Aber ich denke da ich ja noch mit dem Canon Standart Objektiv arbeite ist das Ergebniss 
fürs erste mal nicht schlecht 

Mal sehen denn Sonntag gehts ab in den Zoo auf Safari


----------



## KingLui (4. Juli 2010)

*AW: Erste gehversuche mit DSLR*

HI 

also komme gerade zurück von meiner Safari  

Hier ein paar Schnappschüsse aus dem Zoo
P.S.: Man macht Fotografieren spass aber die Biester müssten mal ruhig halten 


                   

PPs.: Ich hab da noch ne farge an die Profis 
Einige meiner Bilder die ich mit großem Zoom gemacht habe 
sind in der Tiefe etwas unscharf  ist das normal mit den kleinen Objektiven
oder muss ich irgenwelche einstellungen ändern 

Würde mich aber wieder über anregungen freuen


----------



## Digicat (4. Juli 2010)

*AW: Erste gehversuche mit DSLR*

Servus Chris



> Einige meiner Bilder die ich mit großem Zoom gemacht habe
> sind in der Tiefe etwas unscharf ist das normal mit den kleinen Objektiven



Ja ... das gehört sogar so .... nennt sich "Freistellen"

Wiki schreibt dazu (ganz unten unter "Weitere Bedeutung")

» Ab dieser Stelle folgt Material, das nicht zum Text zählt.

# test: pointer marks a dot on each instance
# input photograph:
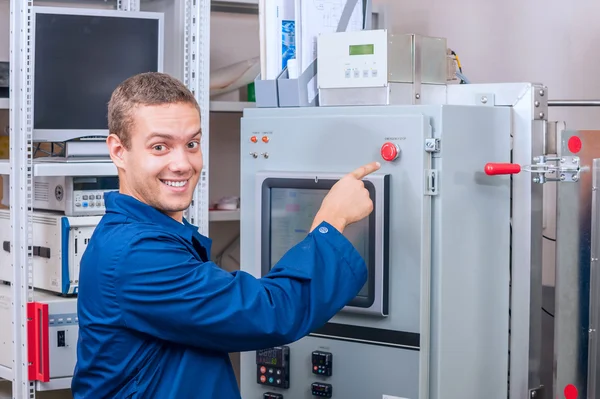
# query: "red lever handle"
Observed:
(492, 169)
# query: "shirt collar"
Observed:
(131, 207)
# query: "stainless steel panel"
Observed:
(528, 102)
(594, 349)
(573, 239)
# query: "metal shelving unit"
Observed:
(4, 170)
(195, 18)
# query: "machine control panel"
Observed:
(322, 363)
(322, 390)
(273, 367)
(89, 199)
(390, 151)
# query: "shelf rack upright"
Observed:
(196, 69)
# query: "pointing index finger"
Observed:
(366, 170)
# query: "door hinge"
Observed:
(536, 393)
(431, 182)
(432, 145)
(555, 169)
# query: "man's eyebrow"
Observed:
(164, 136)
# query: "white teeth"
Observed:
(175, 183)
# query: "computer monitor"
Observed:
(80, 56)
(289, 204)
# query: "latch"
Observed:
(432, 145)
(431, 182)
(544, 168)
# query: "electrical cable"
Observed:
(459, 74)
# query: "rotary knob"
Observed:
(390, 151)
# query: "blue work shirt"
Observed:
(158, 319)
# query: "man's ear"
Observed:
(116, 150)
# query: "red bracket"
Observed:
(37, 342)
(501, 169)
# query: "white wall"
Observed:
(549, 42)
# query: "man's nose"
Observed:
(180, 162)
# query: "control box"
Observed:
(273, 367)
(53, 332)
(69, 195)
(58, 246)
(73, 195)
(400, 336)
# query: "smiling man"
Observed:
(157, 318)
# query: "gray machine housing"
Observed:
(445, 333)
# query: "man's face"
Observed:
(163, 164)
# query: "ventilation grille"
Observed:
(47, 220)
(41, 191)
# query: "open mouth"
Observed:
(175, 183)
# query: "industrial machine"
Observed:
(59, 243)
(53, 330)
(453, 303)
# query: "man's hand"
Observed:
(348, 201)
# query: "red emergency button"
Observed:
(389, 151)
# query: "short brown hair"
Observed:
(150, 88)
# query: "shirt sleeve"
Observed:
(164, 291)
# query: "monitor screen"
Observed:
(288, 210)
(292, 214)
(81, 59)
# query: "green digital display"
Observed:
(362, 49)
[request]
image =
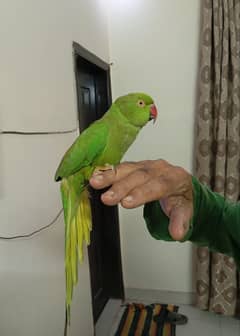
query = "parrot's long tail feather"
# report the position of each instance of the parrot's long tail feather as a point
(78, 224)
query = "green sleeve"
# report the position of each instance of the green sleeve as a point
(215, 222)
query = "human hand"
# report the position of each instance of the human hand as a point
(133, 184)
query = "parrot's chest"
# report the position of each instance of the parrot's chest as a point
(118, 143)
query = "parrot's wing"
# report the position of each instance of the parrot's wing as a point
(87, 147)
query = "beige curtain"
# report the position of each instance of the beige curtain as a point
(218, 140)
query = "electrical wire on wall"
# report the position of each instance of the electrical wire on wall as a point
(33, 233)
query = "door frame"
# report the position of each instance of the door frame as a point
(79, 51)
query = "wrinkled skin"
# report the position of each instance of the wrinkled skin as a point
(133, 184)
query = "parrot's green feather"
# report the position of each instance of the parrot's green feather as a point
(103, 142)
(84, 150)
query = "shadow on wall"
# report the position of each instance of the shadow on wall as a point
(1, 160)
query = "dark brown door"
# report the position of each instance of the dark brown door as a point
(104, 251)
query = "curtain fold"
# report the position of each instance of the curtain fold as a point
(218, 141)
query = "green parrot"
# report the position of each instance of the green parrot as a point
(103, 143)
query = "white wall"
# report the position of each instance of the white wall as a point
(154, 48)
(37, 90)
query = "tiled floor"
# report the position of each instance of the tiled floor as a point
(200, 323)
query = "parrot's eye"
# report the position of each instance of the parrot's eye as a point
(141, 103)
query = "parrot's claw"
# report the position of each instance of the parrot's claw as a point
(100, 169)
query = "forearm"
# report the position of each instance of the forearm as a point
(215, 223)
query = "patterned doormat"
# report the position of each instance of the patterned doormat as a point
(145, 320)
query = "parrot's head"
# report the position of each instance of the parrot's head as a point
(138, 108)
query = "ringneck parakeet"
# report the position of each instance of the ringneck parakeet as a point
(104, 142)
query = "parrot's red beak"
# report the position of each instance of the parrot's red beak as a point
(153, 113)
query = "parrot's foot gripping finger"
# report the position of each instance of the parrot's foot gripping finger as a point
(106, 167)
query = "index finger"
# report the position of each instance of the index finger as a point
(103, 179)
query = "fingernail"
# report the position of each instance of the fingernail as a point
(97, 177)
(110, 194)
(96, 173)
(128, 199)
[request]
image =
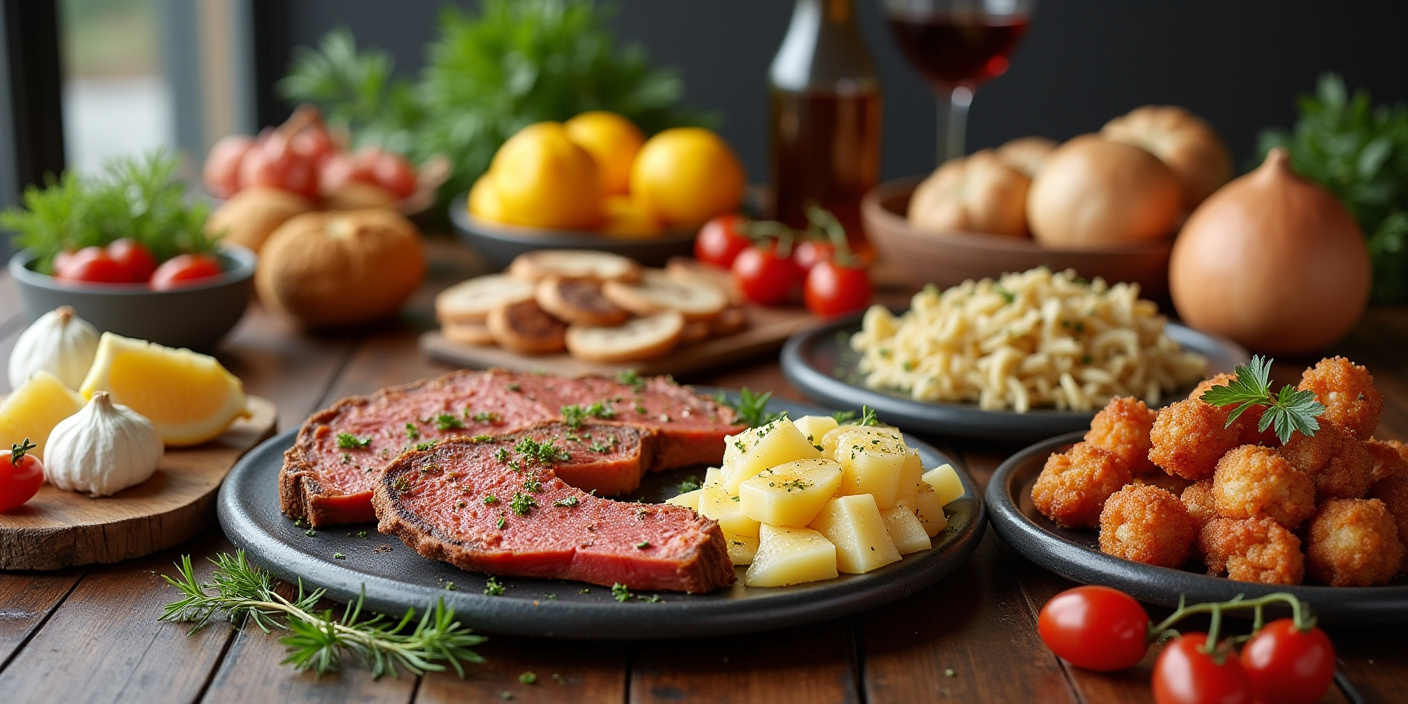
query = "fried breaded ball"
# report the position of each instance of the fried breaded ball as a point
(1253, 480)
(1073, 486)
(1348, 393)
(1189, 438)
(1390, 458)
(1339, 463)
(1122, 427)
(1146, 524)
(1353, 542)
(1252, 549)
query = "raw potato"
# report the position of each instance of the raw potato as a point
(790, 556)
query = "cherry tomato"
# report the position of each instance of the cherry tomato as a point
(834, 289)
(185, 271)
(1287, 665)
(721, 240)
(1097, 628)
(763, 276)
(20, 476)
(89, 265)
(134, 258)
(1186, 675)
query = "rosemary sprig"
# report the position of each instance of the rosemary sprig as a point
(1287, 410)
(317, 641)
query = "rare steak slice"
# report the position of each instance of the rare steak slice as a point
(497, 506)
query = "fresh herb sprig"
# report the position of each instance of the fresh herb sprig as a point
(1287, 410)
(316, 641)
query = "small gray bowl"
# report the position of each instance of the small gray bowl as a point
(192, 317)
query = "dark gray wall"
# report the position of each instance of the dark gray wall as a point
(1241, 64)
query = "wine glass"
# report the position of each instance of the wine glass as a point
(956, 45)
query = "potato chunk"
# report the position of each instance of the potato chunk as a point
(790, 556)
(792, 493)
(855, 527)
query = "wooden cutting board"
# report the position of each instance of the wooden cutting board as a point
(65, 528)
(766, 332)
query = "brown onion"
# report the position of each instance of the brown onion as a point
(1272, 261)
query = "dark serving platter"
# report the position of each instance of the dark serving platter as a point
(821, 363)
(1075, 554)
(397, 579)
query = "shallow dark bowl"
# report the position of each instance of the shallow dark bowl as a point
(500, 244)
(192, 317)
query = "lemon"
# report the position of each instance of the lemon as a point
(544, 179)
(34, 409)
(613, 142)
(190, 397)
(687, 175)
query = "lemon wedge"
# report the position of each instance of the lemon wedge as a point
(34, 409)
(190, 397)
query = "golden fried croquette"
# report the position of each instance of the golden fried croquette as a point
(1073, 486)
(1189, 438)
(1348, 393)
(1252, 480)
(1339, 463)
(1353, 542)
(1252, 549)
(1146, 524)
(1122, 427)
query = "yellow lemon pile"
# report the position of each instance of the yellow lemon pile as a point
(599, 172)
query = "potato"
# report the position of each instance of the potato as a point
(906, 530)
(855, 527)
(792, 493)
(790, 556)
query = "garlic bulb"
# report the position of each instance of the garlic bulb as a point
(102, 449)
(58, 342)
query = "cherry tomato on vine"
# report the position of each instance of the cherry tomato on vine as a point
(1096, 628)
(1287, 665)
(1186, 675)
(185, 271)
(20, 476)
(721, 240)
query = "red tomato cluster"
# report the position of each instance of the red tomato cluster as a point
(770, 272)
(303, 158)
(127, 261)
(1101, 628)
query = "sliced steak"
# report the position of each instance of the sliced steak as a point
(499, 506)
(327, 475)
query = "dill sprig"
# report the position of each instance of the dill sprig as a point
(317, 641)
(1287, 410)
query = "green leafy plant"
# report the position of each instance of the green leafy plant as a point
(486, 76)
(1359, 151)
(134, 197)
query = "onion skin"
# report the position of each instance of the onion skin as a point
(1272, 261)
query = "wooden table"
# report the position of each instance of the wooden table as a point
(90, 634)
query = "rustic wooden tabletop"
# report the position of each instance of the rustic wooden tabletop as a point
(90, 634)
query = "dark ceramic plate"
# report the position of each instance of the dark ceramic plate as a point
(1075, 554)
(821, 363)
(397, 579)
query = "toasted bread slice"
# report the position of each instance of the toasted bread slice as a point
(470, 300)
(525, 328)
(573, 264)
(639, 338)
(579, 302)
(658, 292)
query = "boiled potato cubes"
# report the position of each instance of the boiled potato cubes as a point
(855, 527)
(792, 493)
(790, 556)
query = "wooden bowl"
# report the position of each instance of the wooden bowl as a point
(951, 258)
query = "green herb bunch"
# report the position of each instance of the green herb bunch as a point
(134, 197)
(1359, 151)
(487, 76)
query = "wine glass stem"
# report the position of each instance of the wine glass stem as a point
(953, 127)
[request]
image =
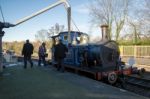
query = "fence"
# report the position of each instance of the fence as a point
(136, 51)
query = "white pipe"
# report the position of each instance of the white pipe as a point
(42, 11)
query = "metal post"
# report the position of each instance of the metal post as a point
(69, 24)
(1, 54)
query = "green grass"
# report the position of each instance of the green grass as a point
(47, 83)
(36, 84)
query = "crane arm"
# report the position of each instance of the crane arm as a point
(43, 10)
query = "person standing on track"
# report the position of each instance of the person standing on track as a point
(27, 51)
(60, 54)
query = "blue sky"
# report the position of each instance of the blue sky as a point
(17, 9)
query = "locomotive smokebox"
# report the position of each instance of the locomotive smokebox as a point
(105, 33)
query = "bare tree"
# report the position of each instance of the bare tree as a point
(110, 12)
(139, 20)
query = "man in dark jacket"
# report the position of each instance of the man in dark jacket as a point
(27, 51)
(60, 54)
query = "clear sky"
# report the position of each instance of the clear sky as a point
(14, 10)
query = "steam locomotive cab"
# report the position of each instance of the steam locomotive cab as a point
(102, 56)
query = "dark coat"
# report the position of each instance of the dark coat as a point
(27, 49)
(60, 51)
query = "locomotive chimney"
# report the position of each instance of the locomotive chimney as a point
(105, 35)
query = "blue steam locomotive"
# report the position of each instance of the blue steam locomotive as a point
(102, 58)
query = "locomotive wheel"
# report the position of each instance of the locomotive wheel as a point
(112, 77)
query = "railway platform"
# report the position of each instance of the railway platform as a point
(48, 83)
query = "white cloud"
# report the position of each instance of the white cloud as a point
(83, 8)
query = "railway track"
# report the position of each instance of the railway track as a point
(138, 85)
(138, 81)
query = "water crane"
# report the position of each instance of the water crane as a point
(7, 25)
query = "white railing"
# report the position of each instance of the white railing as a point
(135, 51)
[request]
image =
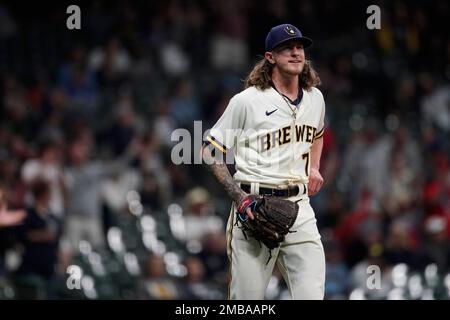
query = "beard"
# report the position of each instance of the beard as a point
(292, 69)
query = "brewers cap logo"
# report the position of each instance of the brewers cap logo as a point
(289, 30)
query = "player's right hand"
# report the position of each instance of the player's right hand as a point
(245, 206)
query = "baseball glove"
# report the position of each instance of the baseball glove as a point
(273, 218)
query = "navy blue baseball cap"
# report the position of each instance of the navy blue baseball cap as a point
(283, 33)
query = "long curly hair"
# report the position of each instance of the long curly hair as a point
(261, 76)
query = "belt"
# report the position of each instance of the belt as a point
(284, 193)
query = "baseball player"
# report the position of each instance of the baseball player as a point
(274, 128)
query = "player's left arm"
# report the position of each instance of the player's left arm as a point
(315, 178)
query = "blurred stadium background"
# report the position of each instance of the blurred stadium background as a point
(85, 123)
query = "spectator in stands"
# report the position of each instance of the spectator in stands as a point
(39, 234)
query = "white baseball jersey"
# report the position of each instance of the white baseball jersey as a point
(270, 138)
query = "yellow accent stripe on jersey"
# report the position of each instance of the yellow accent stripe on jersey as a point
(319, 134)
(216, 144)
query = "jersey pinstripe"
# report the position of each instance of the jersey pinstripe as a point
(271, 144)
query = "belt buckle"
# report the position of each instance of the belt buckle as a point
(277, 188)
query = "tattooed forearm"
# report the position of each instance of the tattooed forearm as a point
(223, 176)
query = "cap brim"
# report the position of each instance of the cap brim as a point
(307, 42)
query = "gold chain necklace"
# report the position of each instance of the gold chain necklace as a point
(294, 110)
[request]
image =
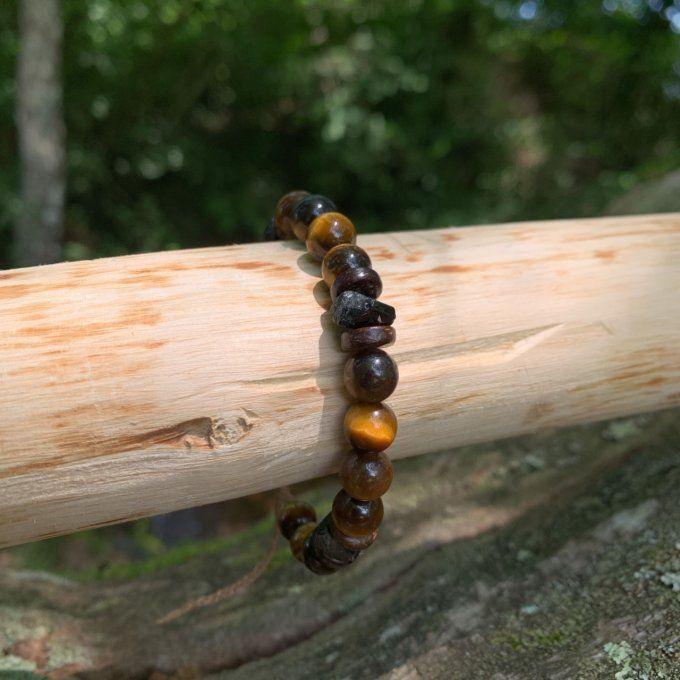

Hier paar Beispiele von mir


----------



## Digicat (4. Juli 2010)

*AW: Erste gehversuche mit DSLR*

Ich nochmal 

Ganz vergessen 

Wunderschöne Bilder hast gemacht


----------



## Joachim (10. Juli 2010)

*AW: Erste gehversuche mit DSLR*

Hallo Chris,

starke Fotos!  Vor allem das Erdmännchen hats mir angetan. 

@Helmut
Also bei dem Wetter ein Bild von nem Vogel und Schnee zu bringen ... also das find ich schon richtig frech.


----------



## Christine (10. Juli 2010)

*AW: Erste gehversuche mit DSLR*



Joachim schrieb:


> Also bei dem Wetter ein Bild von nem Vogel und Schnee zu bringen ...



 ja - hat etwas leicht sadistisches...


----------



## horstzittlau (11. Juli 2010)

Mit Tiefenschärfe sollte man eine ruhige Hand haben, ich habe die nicht, gruss horst

Meine Kamera macht bei Automatik, immer was sie will

Ich glaube Fotographieren ist ein Beruf, manch können es, die meisten nicht, ich gehöre zu den Zweiten  ich glaube je Grösser das Objektiv um so besser:smoki Ich kann mit meiner kamera bis 56 fach zoomen, Wirklich gute Aufnahmen gehen dann meisst nur mit Stativ, Gruss horst


----------



## Majaberlin (11. Juli 2010)

*AW: Erste gehversuche mit DSLR*

Ich habe ja zugegebenermaßen null Ahnung vom Fotografieren, habe eine Nikon D 40 mit einem Tamron Objektiv  (18 - 270) und mach meist alles mit Automatik oder dem "Blümchen" .
Mit der "Technik" stehe ich ja eh auf Kriegsfuß . Dieses Foto hab ich heute früh gemacht, was könnte das für ein Tier sein, das da an meinem __ Hechtkraut sitzt?


----------



## Christine (11. Juli 2010)

*AW: Erste gehversuche mit DSLR*

Hallo Maja,

das dürfte ein Vertreter der Abteilung "Grashüpfer und ähnliche" sein.


----------



## Majaberlin (11. Juli 2010)

*AW: Erste gehversuche mit DSLR*

Danke Christine, ich dachte das auch, aber im Vergleich haben Grashüpfer doch so längliche Flügel? Für eine Blattwanze ist das Tier nicht flach genug. Na ja, ist ja auch nicht so wichtig, ich schließe nur gerne meine "Wissenslücken", wenn ich die Möglichkeit dazu habe .


----------



## Christine (11. Juli 2010)

*AW: Erste gehversuche mit DSLR*

Hi Maja,

ja - in Sachen Natur kann  man täglich dazu lernen.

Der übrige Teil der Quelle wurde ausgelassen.